Bedford is also one of the towns which border Hanscom Air Force Base. Hartwell Road, which leads to the main gate at Hanscom, is dotted with office buildings that defense contractors occupy.
So Salerno will have a much different experience in his new post.
Tyngsboro’s current Town Manager Colin Loiselle served as assistant town manager under Hanson and won accolades from the Select Board. Loiselle had left that position in March 2023, but returned by popular demand to succeed his former boss and mentor.

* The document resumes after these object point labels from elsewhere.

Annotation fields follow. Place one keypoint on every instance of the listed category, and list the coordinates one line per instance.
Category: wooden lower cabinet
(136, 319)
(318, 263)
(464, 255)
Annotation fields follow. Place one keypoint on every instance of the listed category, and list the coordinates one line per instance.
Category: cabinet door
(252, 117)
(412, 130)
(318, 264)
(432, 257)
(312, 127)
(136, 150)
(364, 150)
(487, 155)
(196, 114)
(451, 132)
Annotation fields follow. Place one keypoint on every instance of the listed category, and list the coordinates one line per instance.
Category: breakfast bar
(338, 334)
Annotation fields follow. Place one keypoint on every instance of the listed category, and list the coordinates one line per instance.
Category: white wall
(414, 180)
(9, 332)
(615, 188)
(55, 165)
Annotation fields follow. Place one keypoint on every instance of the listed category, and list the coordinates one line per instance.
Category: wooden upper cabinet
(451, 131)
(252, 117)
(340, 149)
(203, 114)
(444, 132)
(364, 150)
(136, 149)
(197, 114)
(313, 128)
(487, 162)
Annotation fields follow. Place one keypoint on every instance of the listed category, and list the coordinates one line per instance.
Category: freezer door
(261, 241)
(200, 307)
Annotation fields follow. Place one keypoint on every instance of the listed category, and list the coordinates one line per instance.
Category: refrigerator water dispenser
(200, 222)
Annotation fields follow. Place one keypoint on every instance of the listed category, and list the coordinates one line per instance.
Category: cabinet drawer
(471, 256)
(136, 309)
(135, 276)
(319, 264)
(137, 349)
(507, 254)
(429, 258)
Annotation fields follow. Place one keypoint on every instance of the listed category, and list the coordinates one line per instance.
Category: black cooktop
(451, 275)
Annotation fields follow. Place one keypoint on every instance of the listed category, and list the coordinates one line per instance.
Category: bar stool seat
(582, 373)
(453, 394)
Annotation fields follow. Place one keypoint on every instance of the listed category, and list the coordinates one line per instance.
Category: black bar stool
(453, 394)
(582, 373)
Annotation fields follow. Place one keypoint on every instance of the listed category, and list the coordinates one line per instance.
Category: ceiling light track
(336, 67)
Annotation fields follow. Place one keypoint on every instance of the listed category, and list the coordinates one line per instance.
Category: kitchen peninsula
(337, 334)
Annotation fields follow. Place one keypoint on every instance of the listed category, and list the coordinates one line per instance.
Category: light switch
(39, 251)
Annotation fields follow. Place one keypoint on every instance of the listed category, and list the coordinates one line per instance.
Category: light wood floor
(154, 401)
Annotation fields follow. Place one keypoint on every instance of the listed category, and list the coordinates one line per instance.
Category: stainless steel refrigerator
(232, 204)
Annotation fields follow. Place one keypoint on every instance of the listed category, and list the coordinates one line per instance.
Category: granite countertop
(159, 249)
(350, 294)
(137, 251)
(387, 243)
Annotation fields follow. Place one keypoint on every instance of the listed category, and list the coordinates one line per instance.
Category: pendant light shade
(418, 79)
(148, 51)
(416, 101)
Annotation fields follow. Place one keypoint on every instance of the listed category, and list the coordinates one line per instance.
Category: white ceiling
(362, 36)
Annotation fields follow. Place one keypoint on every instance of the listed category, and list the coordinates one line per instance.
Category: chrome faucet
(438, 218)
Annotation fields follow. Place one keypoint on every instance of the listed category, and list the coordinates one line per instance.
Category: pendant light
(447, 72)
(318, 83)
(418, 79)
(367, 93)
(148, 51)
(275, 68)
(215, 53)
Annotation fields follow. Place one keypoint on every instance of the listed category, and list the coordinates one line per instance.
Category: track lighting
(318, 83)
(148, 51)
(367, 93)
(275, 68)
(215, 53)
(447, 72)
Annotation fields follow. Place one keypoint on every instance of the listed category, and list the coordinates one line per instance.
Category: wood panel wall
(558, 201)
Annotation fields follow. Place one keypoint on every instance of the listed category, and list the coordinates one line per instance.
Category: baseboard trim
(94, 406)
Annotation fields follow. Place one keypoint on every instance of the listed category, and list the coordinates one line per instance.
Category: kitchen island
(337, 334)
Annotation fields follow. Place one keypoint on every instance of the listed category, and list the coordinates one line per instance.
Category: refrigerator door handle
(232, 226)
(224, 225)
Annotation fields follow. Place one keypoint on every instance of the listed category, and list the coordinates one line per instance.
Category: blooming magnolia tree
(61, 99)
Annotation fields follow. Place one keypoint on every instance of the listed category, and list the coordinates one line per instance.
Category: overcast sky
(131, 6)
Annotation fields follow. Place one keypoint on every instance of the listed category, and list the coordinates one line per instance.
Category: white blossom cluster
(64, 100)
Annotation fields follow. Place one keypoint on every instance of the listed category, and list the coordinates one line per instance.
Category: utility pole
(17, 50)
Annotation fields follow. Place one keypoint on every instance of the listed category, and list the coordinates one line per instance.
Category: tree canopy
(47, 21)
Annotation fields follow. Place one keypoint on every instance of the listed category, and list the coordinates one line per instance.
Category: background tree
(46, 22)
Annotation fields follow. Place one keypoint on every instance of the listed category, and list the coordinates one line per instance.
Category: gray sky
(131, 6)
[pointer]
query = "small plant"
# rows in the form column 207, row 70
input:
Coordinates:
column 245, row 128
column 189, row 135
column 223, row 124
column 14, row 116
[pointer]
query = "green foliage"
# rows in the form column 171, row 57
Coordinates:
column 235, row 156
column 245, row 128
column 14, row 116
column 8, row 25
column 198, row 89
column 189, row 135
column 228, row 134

Announcing Salerno’s departure to the Select Board, Loiselle said he became Tyngsboro’s first town planner and economic development director in 2018.
“Since then, Eric has coordinated substantial, but well-coordinated growth in Tyngsboro, including the Toll Brothers’ project (the upscale housing development on the former Tyngsboro Country Club site), two large warehouse projects that are permitted and in development stages, a $2 million MassWorks grant for public/private improvements at the Highway Department, and played a critical role in shepherding along the 440 Middlesex Road project,” Loiselle said. “Eric has been a tremendous resource for businesses of all sizes and professionalized our planning process.”
Salerno leaves Tyngsboro on May 8, a day after the annual Town Meeting which will be asked to vote on the MBTA Communities Act. He has spent his time recently drawing up zoning districts that will allow the town to comply with this act requiring communities served by the MBTA, either directly or indirectly through proximity to a city like Lowell, to create by-right zoning districts for multifamily housing.
“No small feat,” Loiselle said of that effort. And, a lot is at stake for Tyngsboro with the outcome of the Town Meeting. Some communities are refusing to implement the act. The state is suing at least one of them for its refusal.
As Salerno, however, reminded attendees at a pre-Town Meeting information session, the town should vote to comply with the law because “it’s the right thing to do.”
This week’s Column was prepared by reporters Melanie Gilbert in Lowell; Peter Currier in Tewksbury, Westford and Chelmsford; and Prudence Brighton in Tyngsboro.